Let’s think about mini batch gradient descent. When you have a small batch size, each training step uses a small batch of training examples which is probably not able to accurately represent the wider data set. This means the calculated error gradient is not quite accurate, and effectively the parameters of the model are updated as though the small set of training examples is totally representative of the underlying distribution. If the mini batch is especially far from the underlying distribution, the mini batches that come after it will on average bring the model back towards the correct distribution.
We use a small learning rate to ensure that only small updates are made at each training step, which essentially reduces the risk of the model parameters going wildly off course in response to a weird mini batch and therefore keeps the model’s descent nearer to an imaginary “perfect” descent down the error gradient (because on average a mini batch will represent the exact distribution of your training data).

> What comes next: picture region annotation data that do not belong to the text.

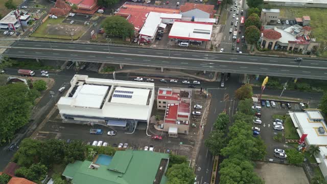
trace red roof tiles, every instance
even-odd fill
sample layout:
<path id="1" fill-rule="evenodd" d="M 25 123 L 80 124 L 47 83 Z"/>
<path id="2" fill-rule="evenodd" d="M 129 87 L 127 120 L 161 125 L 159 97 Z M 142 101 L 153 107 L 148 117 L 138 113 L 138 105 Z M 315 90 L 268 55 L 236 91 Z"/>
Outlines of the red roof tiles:
<path id="1" fill-rule="evenodd" d="M 264 37 L 271 39 L 277 39 L 282 38 L 282 34 L 273 29 L 267 29 L 262 31 Z"/>

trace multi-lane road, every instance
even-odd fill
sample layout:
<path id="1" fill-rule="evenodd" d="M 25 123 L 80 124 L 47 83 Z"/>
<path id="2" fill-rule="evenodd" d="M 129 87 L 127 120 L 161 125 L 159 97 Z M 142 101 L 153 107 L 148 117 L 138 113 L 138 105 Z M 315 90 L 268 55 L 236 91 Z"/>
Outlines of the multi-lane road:
<path id="1" fill-rule="evenodd" d="M 109 45 L 16 41 L 11 57 L 109 63 L 327 80 L 327 61 Z"/>

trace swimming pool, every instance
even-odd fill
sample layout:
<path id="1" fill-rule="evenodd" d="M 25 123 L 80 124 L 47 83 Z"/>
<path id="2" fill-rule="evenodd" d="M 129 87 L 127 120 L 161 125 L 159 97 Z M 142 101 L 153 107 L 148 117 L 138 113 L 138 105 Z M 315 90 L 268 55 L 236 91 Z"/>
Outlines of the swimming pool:
<path id="1" fill-rule="evenodd" d="M 112 159 L 112 156 L 100 154 L 98 156 L 98 159 L 95 164 L 108 166 L 111 162 L 111 159 Z"/>

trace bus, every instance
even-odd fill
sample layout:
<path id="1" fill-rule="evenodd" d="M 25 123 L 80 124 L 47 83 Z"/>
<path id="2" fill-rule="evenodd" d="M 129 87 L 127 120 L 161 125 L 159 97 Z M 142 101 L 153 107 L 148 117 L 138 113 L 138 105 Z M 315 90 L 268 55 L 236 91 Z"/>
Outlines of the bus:
<path id="1" fill-rule="evenodd" d="M 244 16 L 241 16 L 241 21 L 240 22 L 240 26 L 241 27 L 243 27 L 243 26 L 244 26 Z"/>

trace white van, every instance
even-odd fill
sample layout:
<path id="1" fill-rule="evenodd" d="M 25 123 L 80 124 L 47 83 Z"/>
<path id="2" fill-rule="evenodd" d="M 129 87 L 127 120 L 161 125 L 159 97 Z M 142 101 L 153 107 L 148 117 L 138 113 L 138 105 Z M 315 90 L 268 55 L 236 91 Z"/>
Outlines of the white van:
<path id="1" fill-rule="evenodd" d="M 189 47 L 189 43 L 188 42 L 180 42 L 178 43 L 179 47 Z"/>

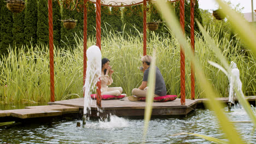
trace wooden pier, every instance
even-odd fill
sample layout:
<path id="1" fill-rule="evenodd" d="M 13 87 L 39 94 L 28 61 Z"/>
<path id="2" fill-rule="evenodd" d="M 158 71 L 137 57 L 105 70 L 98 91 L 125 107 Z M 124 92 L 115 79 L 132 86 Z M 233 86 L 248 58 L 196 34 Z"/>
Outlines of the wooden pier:
<path id="1" fill-rule="evenodd" d="M 255 105 L 255 96 L 247 97 L 247 100 Z M 228 102 L 228 98 L 217 98 L 223 103 Z M 186 104 L 181 105 L 181 99 L 172 101 L 157 103 L 153 105 L 153 116 L 185 116 L 202 105 L 208 100 L 199 99 L 186 99 Z M 67 113 L 80 113 L 83 115 L 84 98 L 57 101 L 48 103 L 49 105 L 27 106 L 25 109 L 0 110 L 0 118 L 15 118 L 27 119 L 32 118 L 60 116 Z M 143 116 L 146 107 L 144 101 L 130 101 L 127 98 L 121 100 L 108 100 L 102 101 L 102 112 L 98 112 L 96 100 L 92 100 L 90 116 L 104 116 L 111 113 L 118 116 Z"/>

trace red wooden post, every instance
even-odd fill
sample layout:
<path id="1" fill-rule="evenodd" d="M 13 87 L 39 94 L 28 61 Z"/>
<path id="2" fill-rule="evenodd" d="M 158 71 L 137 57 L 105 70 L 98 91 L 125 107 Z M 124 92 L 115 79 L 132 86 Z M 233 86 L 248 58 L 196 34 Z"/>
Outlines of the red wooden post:
<path id="1" fill-rule="evenodd" d="M 54 102 L 54 64 L 53 45 L 53 1 L 48 0 L 49 46 L 50 49 L 50 80 L 51 82 L 51 102 Z"/>
<path id="2" fill-rule="evenodd" d="M 194 8 L 195 0 L 190 0 L 190 41 L 191 48 L 193 54 L 195 55 L 195 37 L 194 30 Z M 194 65 L 191 63 L 191 99 L 195 99 L 195 75 L 194 74 Z"/>
<path id="3" fill-rule="evenodd" d="M 184 33 L 184 0 L 180 0 L 179 3 L 179 23 Z M 185 104 L 185 53 L 183 47 L 181 45 L 181 104 Z"/>
<path id="4" fill-rule="evenodd" d="M 147 55 L 147 3 L 143 0 L 143 56 Z"/>
<path id="5" fill-rule="evenodd" d="M 101 0 L 96 0 L 96 45 L 101 50 Z M 97 105 L 101 107 L 101 78 L 97 82 Z"/>
<path id="6" fill-rule="evenodd" d="M 86 76 L 87 50 L 87 0 L 84 0 L 84 86 Z"/>

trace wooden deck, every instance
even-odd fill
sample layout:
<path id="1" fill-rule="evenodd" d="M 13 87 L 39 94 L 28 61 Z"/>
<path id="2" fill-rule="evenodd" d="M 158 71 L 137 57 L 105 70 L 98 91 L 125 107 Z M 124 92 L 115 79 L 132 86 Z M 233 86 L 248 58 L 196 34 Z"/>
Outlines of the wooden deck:
<path id="1" fill-rule="evenodd" d="M 185 115 L 196 107 L 197 100 L 186 99 L 186 105 L 181 105 L 181 99 L 165 103 L 154 103 L 152 115 Z M 50 105 L 62 105 L 84 108 L 84 99 L 78 98 L 71 100 L 48 103 Z M 127 98 L 123 100 L 108 100 L 101 101 L 102 115 L 112 113 L 118 116 L 144 116 L 146 103 L 144 101 L 130 101 Z M 91 115 L 97 115 L 96 100 L 90 105 Z M 101 114 L 101 113 L 100 113 Z"/>
<path id="2" fill-rule="evenodd" d="M 249 102 L 255 101 L 255 96 L 247 97 Z M 228 102 L 228 98 L 217 98 L 224 103 Z M 208 100 L 200 99 L 186 99 L 186 105 L 181 105 L 181 99 L 172 101 L 154 103 L 153 116 L 185 116 L 196 108 L 199 105 L 205 103 Z M 130 101 L 127 98 L 122 100 L 102 100 L 102 112 L 97 113 L 96 100 L 90 105 L 90 116 L 104 116 L 111 113 L 118 116 L 144 116 L 146 103 L 144 101 Z M 84 109 L 84 98 L 57 101 L 48 103 L 49 105 L 27 106 L 25 109 L 0 111 L 0 118 L 14 117 L 20 119 L 39 118 L 62 116 L 66 113 L 81 113 Z"/>

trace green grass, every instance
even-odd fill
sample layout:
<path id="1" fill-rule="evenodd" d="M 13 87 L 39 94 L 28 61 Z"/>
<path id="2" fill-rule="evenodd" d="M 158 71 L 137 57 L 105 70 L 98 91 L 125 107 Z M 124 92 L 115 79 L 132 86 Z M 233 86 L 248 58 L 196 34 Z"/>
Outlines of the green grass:
<path id="1" fill-rule="evenodd" d="M 233 46 L 226 39 L 218 41 L 218 28 L 212 28 L 208 34 L 229 61 L 235 61 L 240 70 L 242 90 L 246 95 L 256 93 L 256 62 L 250 54 L 240 53 L 239 44 Z M 215 31 L 214 29 L 217 29 Z M 103 31 L 106 32 L 107 31 Z M 126 33 L 108 33 L 102 38 L 102 57 L 110 59 L 114 70 L 112 87 L 120 86 L 124 93 L 131 94 L 132 88 L 141 83 L 142 73 L 139 70 L 140 58 L 143 53 L 143 34 L 129 37 Z M 83 94 L 83 40 L 75 35 L 76 44 L 67 45 L 65 49 L 54 49 L 55 100 L 77 97 Z M 95 44 L 95 38 L 88 39 L 88 47 Z M 180 95 L 180 47 L 174 35 L 160 37 L 154 32 L 147 40 L 147 53 L 152 55 L 153 47 L 156 51 L 158 66 L 165 81 L 167 94 Z M 34 45 L 9 50 L 9 54 L 0 62 L 0 101 L 9 103 L 35 103 L 50 100 L 50 75 L 49 48 L 45 45 Z M 249 52 L 250 53 L 250 52 Z M 186 98 L 190 97 L 190 66 L 186 53 Z M 202 36 L 196 34 L 196 58 L 202 65 L 208 81 L 220 96 L 228 96 L 228 77 L 208 63 L 208 61 L 219 63 L 215 53 L 209 48 Z M 196 83 L 197 79 L 196 79 Z M 7 87 L 5 87 L 5 85 Z M 201 98 L 204 91 L 197 85 L 195 98 Z"/>
<path id="2" fill-rule="evenodd" d="M 256 33 L 255 29 L 253 28 L 252 26 L 251 26 L 247 22 L 243 21 L 243 18 L 241 17 L 241 16 L 240 16 L 234 11 L 231 10 L 228 7 L 228 5 L 223 3 L 221 0 L 217 0 L 217 1 L 220 4 L 220 6 L 223 8 L 223 10 L 224 10 L 225 13 L 228 16 L 229 19 L 231 21 L 232 26 L 235 28 L 235 29 L 237 31 L 239 36 L 241 37 L 241 39 L 243 41 L 247 42 L 246 44 L 247 46 L 247 47 L 250 49 L 253 52 L 255 53 L 255 52 L 256 52 L 256 49 L 255 49 L 256 42 L 254 40 L 255 38 L 256 38 L 256 35 L 255 34 Z M 225 134 L 225 139 L 226 139 L 228 141 L 226 142 L 225 141 L 218 140 L 214 137 L 211 137 L 209 136 L 196 134 L 183 133 L 181 134 L 178 134 L 178 135 L 193 135 L 196 136 L 201 137 L 209 141 L 220 143 L 245 143 L 245 140 L 242 139 L 241 134 L 236 130 L 236 128 L 235 128 L 232 123 L 229 121 L 228 117 L 223 111 L 223 104 L 215 99 L 216 97 L 219 97 L 219 95 L 221 95 L 222 94 L 220 93 L 221 91 L 216 91 L 216 89 L 214 89 L 216 88 L 216 86 L 214 85 L 214 83 L 210 82 L 210 81 L 209 80 L 207 79 L 208 77 L 209 77 L 208 76 L 208 74 L 206 73 L 205 71 L 205 67 L 206 65 L 203 64 L 202 63 L 202 63 L 203 60 L 200 58 L 199 59 L 197 58 L 197 56 L 194 57 L 193 55 L 193 52 L 191 50 L 190 44 L 185 39 L 179 23 L 177 20 L 177 19 L 175 18 L 174 14 L 172 13 L 170 8 L 168 8 L 168 6 L 164 4 L 164 2 L 163 0 L 159 0 L 156 1 L 156 5 L 159 10 L 161 11 L 164 19 L 166 21 L 168 27 L 174 33 L 175 33 L 176 38 L 179 40 L 179 43 L 181 45 L 182 45 L 183 47 L 187 51 L 189 60 L 192 63 L 193 63 L 196 71 L 196 77 L 197 79 L 197 83 L 201 87 L 201 89 L 204 91 L 204 95 L 205 97 L 210 100 L 208 101 L 207 101 L 208 103 L 207 104 L 207 107 L 212 110 L 214 112 L 215 116 L 218 120 L 219 128 L 223 130 L 223 132 Z M 236 23 L 236 20 L 241 20 L 241 21 L 238 21 L 239 22 L 238 22 L 238 25 Z M 245 29 L 241 28 L 242 26 L 246 27 L 246 28 Z M 235 50 L 233 49 L 230 49 L 231 50 L 230 50 L 231 52 L 228 53 L 228 55 L 225 55 L 226 54 L 225 51 L 228 51 L 228 50 L 226 50 L 225 47 L 220 46 L 221 45 L 216 41 L 216 37 L 214 37 L 214 34 L 212 35 L 212 35 L 209 34 L 200 24 L 199 26 L 200 31 L 202 32 L 202 34 L 204 37 L 206 42 L 205 43 L 207 44 L 207 45 L 208 45 L 207 47 L 212 50 L 213 52 L 214 52 L 214 53 L 210 55 L 210 56 L 214 56 L 214 61 L 211 61 L 217 62 L 217 63 L 220 64 L 221 65 L 223 65 L 223 67 L 227 70 L 229 75 L 231 75 L 231 76 L 234 76 L 230 73 L 231 70 L 229 67 L 229 63 L 228 61 L 229 61 L 229 59 L 231 59 L 232 61 L 234 61 L 233 59 L 235 59 L 234 61 L 236 63 L 239 63 L 241 62 L 241 61 L 243 62 L 245 61 L 245 60 L 246 60 L 242 58 L 244 56 L 242 55 L 240 55 L 240 53 L 237 52 L 237 50 L 238 50 L 237 49 L 235 49 Z M 249 29 L 251 29 L 251 31 Z M 223 43 L 224 41 L 224 40 L 223 40 Z M 225 44 L 225 43 L 224 44 Z M 233 47 L 231 48 L 235 49 L 235 47 Z M 234 55 L 234 53 L 235 55 Z M 234 57 L 234 56 L 236 56 L 236 57 Z M 254 59 L 253 58 L 251 59 L 247 58 L 247 59 L 249 59 L 249 61 L 252 61 L 252 62 L 253 63 L 255 63 L 253 62 L 255 62 L 255 61 L 253 61 Z M 206 62 L 208 62 L 208 61 L 209 59 L 206 59 L 205 60 L 205 61 Z M 249 62 L 251 63 L 251 61 L 249 61 Z M 241 64 L 241 63 L 240 63 L 240 64 L 241 64 L 240 65 L 241 67 L 238 66 L 238 69 L 241 69 L 241 68 L 248 67 L 248 64 L 247 65 Z M 252 67 L 249 66 L 249 68 L 251 68 L 254 67 L 255 64 L 254 64 Z M 246 74 L 247 74 L 251 72 L 249 69 L 247 70 L 248 71 L 242 71 L 243 73 L 246 73 Z M 240 70 L 240 73 L 241 71 Z M 254 73 L 251 73 L 250 74 L 254 74 Z M 246 75 L 243 75 L 245 76 Z M 255 76 L 255 75 L 253 76 Z M 218 81 L 219 81 L 219 76 L 216 75 L 215 79 L 217 79 Z M 254 129 L 252 131 L 253 133 L 254 133 L 254 129 L 256 127 L 255 115 L 254 113 L 254 111 L 251 109 L 248 101 L 246 100 L 243 92 L 241 91 L 238 91 L 237 89 L 237 85 L 236 83 L 234 84 L 235 86 L 235 91 L 237 94 L 237 98 L 239 100 L 241 105 L 245 110 L 246 112 L 252 120 L 252 122 L 254 124 Z M 147 127 L 145 127 L 144 129 L 147 129 Z"/>

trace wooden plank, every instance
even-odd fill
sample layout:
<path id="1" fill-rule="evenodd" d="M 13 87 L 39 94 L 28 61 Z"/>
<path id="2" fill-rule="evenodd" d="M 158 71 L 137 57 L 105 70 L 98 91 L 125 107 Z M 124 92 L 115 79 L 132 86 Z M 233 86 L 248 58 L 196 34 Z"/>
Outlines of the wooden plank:
<path id="1" fill-rule="evenodd" d="M 196 100 L 187 99 L 186 105 L 181 105 L 180 99 L 164 103 L 155 102 L 153 106 L 154 109 L 164 109 L 164 108 L 185 108 L 188 107 L 196 103 Z M 102 107 L 104 110 L 111 109 L 144 109 L 146 107 L 146 102 L 144 101 L 130 101 L 126 99 L 124 100 L 108 100 L 102 101 Z M 63 105 L 69 106 L 78 107 L 83 109 L 84 99 L 78 98 L 76 99 L 57 101 L 53 103 L 48 103 L 50 105 Z M 92 103 L 90 105 L 92 110 L 97 108 L 96 100 L 92 100 Z"/>
<path id="2" fill-rule="evenodd" d="M 60 111 L 37 109 L 15 110 L 11 113 L 11 116 L 20 118 L 51 117 L 62 115 L 62 112 Z"/>
<path id="3" fill-rule="evenodd" d="M 25 109 L 37 109 L 41 110 L 52 110 L 56 111 L 60 111 L 62 113 L 71 112 L 79 112 L 79 108 L 68 106 L 65 105 L 43 105 L 43 106 L 26 106 Z"/>
<path id="4" fill-rule="evenodd" d="M 9 117 L 11 115 L 12 110 L 2 110 L 0 111 L 1 117 Z"/>

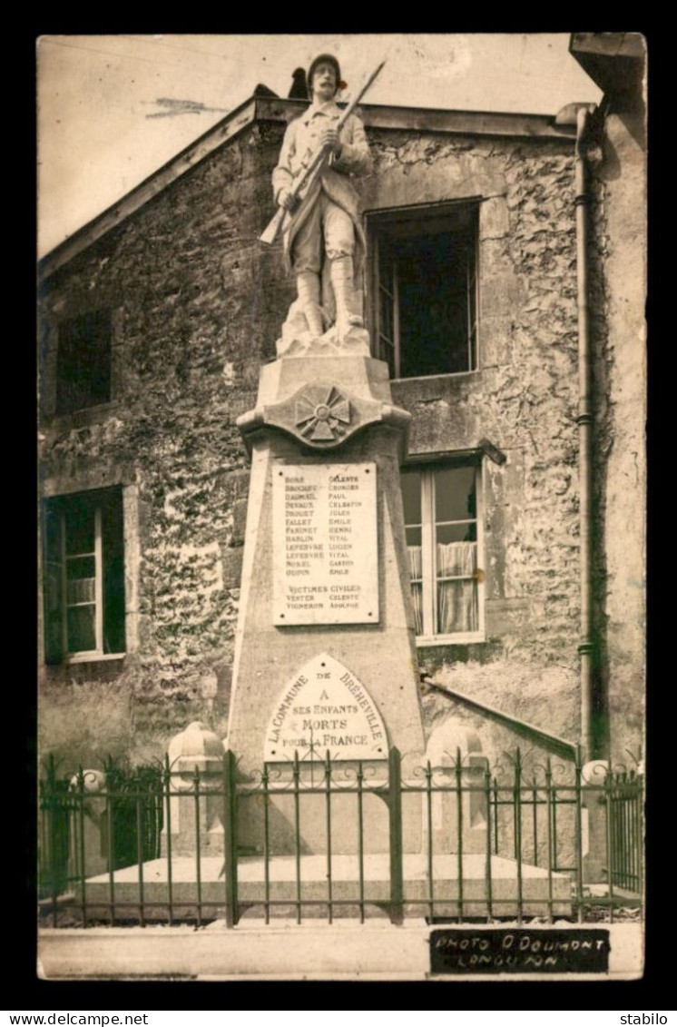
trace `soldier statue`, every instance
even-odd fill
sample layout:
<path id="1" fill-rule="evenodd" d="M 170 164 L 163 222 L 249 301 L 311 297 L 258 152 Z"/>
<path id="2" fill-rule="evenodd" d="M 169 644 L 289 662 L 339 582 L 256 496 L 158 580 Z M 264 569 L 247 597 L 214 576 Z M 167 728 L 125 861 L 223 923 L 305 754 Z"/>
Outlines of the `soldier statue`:
<path id="1" fill-rule="evenodd" d="M 335 97 L 341 88 L 345 83 L 337 60 L 329 53 L 315 58 L 308 72 L 311 106 L 287 127 L 273 172 L 275 202 L 287 212 L 284 254 L 297 291 L 283 339 L 293 341 L 300 331 L 317 339 L 335 321 L 335 342 L 363 343 L 366 338 L 368 346 L 361 292 L 355 288 L 365 242 L 351 179 L 369 174 L 371 156 L 358 117 L 350 114 L 337 126 L 342 110 Z M 294 178 L 321 148 L 327 158 L 319 174 L 303 198 L 294 196 Z"/>

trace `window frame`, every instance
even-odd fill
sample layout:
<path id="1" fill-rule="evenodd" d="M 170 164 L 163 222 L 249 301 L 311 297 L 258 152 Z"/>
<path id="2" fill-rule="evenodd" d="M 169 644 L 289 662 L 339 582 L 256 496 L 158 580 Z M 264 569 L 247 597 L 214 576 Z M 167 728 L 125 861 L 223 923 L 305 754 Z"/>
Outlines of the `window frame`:
<path id="1" fill-rule="evenodd" d="M 68 518 L 69 518 L 69 507 L 71 507 L 71 516 L 73 516 L 73 507 L 77 501 L 86 502 L 87 499 L 91 503 L 91 511 L 93 514 L 93 550 L 86 553 L 68 553 Z M 119 520 L 119 529 L 121 532 L 121 556 L 122 566 L 118 567 L 117 571 L 114 572 L 110 563 L 107 564 L 107 560 L 111 559 L 107 557 L 104 546 L 104 510 L 107 505 L 112 506 L 115 504 L 117 510 L 115 517 Z M 58 560 L 55 561 L 50 551 L 50 543 L 48 541 L 47 533 L 49 527 L 47 524 L 47 519 L 54 518 L 57 524 L 58 539 L 56 541 L 56 546 L 58 550 Z M 112 487 L 107 489 L 96 489 L 96 490 L 85 490 L 83 492 L 73 492 L 66 495 L 51 496 L 44 500 L 44 535 L 43 535 L 43 603 L 44 603 L 44 659 L 48 664 L 57 663 L 79 663 L 88 662 L 94 660 L 112 660 L 112 659 L 122 659 L 127 654 L 128 649 L 128 639 L 127 639 L 127 596 L 126 596 L 126 537 L 125 537 L 125 510 L 124 510 L 124 495 L 123 489 L 121 487 Z M 81 601 L 81 602 L 70 602 L 68 595 L 68 562 L 70 560 L 82 560 L 82 559 L 92 559 L 94 561 L 94 598 L 93 601 Z M 51 571 L 50 571 L 51 566 Z M 53 606 L 49 607 L 48 589 L 53 585 L 53 575 L 54 567 L 57 566 L 58 575 L 58 592 L 53 603 Z M 111 576 L 117 574 L 118 582 L 122 585 L 122 616 L 124 622 L 121 625 L 120 632 L 124 639 L 124 648 L 116 650 L 107 650 L 106 648 L 106 594 L 108 592 L 108 585 L 111 583 Z M 50 574 L 52 575 L 50 579 Z M 68 623 L 68 611 L 69 609 L 81 606 L 93 606 L 94 607 L 94 647 L 91 649 L 69 649 L 69 623 Z M 56 610 L 56 616 L 61 621 L 61 630 L 58 632 L 59 641 L 58 645 L 54 644 L 53 638 L 48 639 L 48 620 L 50 618 L 51 612 Z"/>
<path id="2" fill-rule="evenodd" d="M 432 378 L 439 375 L 467 375 L 473 374 L 480 369 L 480 212 L 481 196 L 469 196 L 457 200 L 447 200 L 436 203 L 423 203 L 413 206 L 389 207 L 377 211 L 368 211 L 365 215 L 366 231 L 368 236 L 368 268 L 366 274 L 367 286 L 367 320 L 369 334 L 373 340 L 374 356 L 388 363 L 391 368 L 391 379 L 408 381 L 415 378 Z M 466 297 L 467 297 L 467 345 L 469 349 L 468 367 L 461 371 L 439 371 L 432 374 L 415 374 L 402 377 L 402 340 L 401 340 L 401 311 L 398 293 L 398 262 L 393 261 L 393 289 L 389 291 L 381 280 L 381 252 L 383 239 L 387 236 L 397 238 L 398 233 L 393 231 L 393 226 L 401 229 L 400 238 L 404 239 L 408 235 L 415 235 L 425 238 L 434 235 L 452 234 L 460 232 L 468 226 L 457 224 L 455 229 L 450 223 L 456 219 L 467 219 L 474 231 L 474 261 L 473 267 L 468 268 L 466 274 Z M 449 223 L 445 230 L 433 231 L 433 226 L 440 222 Z M 429 223 L 431 231 L 426 233 L 421 230 L 422 226 Z M 413 232 L 407 232 L 407 226 L 415 226 Z M 383 331 L 381 315 L 381 298 L 386 293 L 393 302 L 392 324 L 393 338 L 389 338 Z M 392 360 L 388 359 L 387 350 L 392 351 Z"/>
<path id="3" fill-rule="evenodd" d="M 435 476 L 436 472 L 454 467 L 475 468 L 475 518 L 459 519 L 450 522 L 438 522 L 435 520 Z M 416 647 L 437 645 L 463 645 L 473 642 L 484 642 L 486 639 L 485 627 L 485 579 L 484 570 L 484 489 L 483 489 L 483 461 L 480 455 L 464 455 L 449 457 L 444 460 L 407 461 L 402 467 L 401 474 L 415 471 L 421 474 L 421 524 L 408 523 L 406 514 L 404 515 L 405 529 L 410 527 L 421 527 L 421 558 L 422 558 L 422 615 L 424 632 L 415 636 Z M 403 504 L 404 511 L 404 504 Z M 435 531 L 439 524 L 462 524 L 474 523 L 476 526 L 476 570 L 474 575 L 452 575 L 447 578 L 451 580 L 475 580 L 477 596 L 477 630 L 474 632 L 454 632 L 450 634 L 436 634 L 434 627 L 437 623 L 437 577 L 436 564 L 436 536 Z M 431 630 L 432 629 L 432 630 Z M 415 631 L 415 625 L 414 625 Z"/>

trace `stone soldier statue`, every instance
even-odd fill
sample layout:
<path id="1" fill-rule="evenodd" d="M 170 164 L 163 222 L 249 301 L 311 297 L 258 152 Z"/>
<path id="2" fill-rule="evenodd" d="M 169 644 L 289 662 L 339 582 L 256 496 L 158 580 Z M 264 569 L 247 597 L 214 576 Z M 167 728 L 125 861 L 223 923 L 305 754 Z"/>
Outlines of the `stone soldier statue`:
<path id="1" fill-rule="evenodd" d="M 335 96 L 341 87 L 345 84 L 336 59 L 328 53 L 315 58 L 308 72 L 312 104 L 289 124 L 273 172 L 275 202 L 289 214 L 284 253 L 297 290 L 283 328 L 286 345 L 300 334 L 316 339 L 334 320 L 339 343 L 349 338 L 363 343 L 366 336 L 361 295 L 355 289 L 365 242 L 351 178 L 369 174 L 371 156 L 359 118 L 351 114 L 336 129 L 342 111 Z M 290 192 L 293 178 L 322 146 L 330 151 L 329 158 L 298 201 Z"/>

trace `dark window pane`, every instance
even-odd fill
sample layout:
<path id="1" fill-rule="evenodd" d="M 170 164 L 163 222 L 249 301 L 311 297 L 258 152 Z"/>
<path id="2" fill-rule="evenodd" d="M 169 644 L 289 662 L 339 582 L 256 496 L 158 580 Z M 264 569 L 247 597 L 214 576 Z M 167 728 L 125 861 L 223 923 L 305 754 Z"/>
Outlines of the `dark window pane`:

If we use bigger batches, they are more likely to be representative of the underlying distribution, so we can safely use a higher learning rate. As our model starts to converge, it should still keep moving towards a true error minimum and not be thrown off by weird batches. We might use learning rate scheduling to reduce the learning rate as training goes on.
Stochastic gradient descent is equivalent to mini batch gradient descent with batch size 1, so we’re in danger of being thrown off our ideal descent by weird observations if our learning rate is too high. This might throw us off the path to a local minimum and onto a path towards the global minimum (or at least a better local minimum), but it might also do the opposite. Therefore, this is not a good justification of using a very small batch size.
Of course, sometimes we’re forced to use small batch sizes because our data is too big to fit many observations in memory at once. Otherwise, a bigger batch size is better.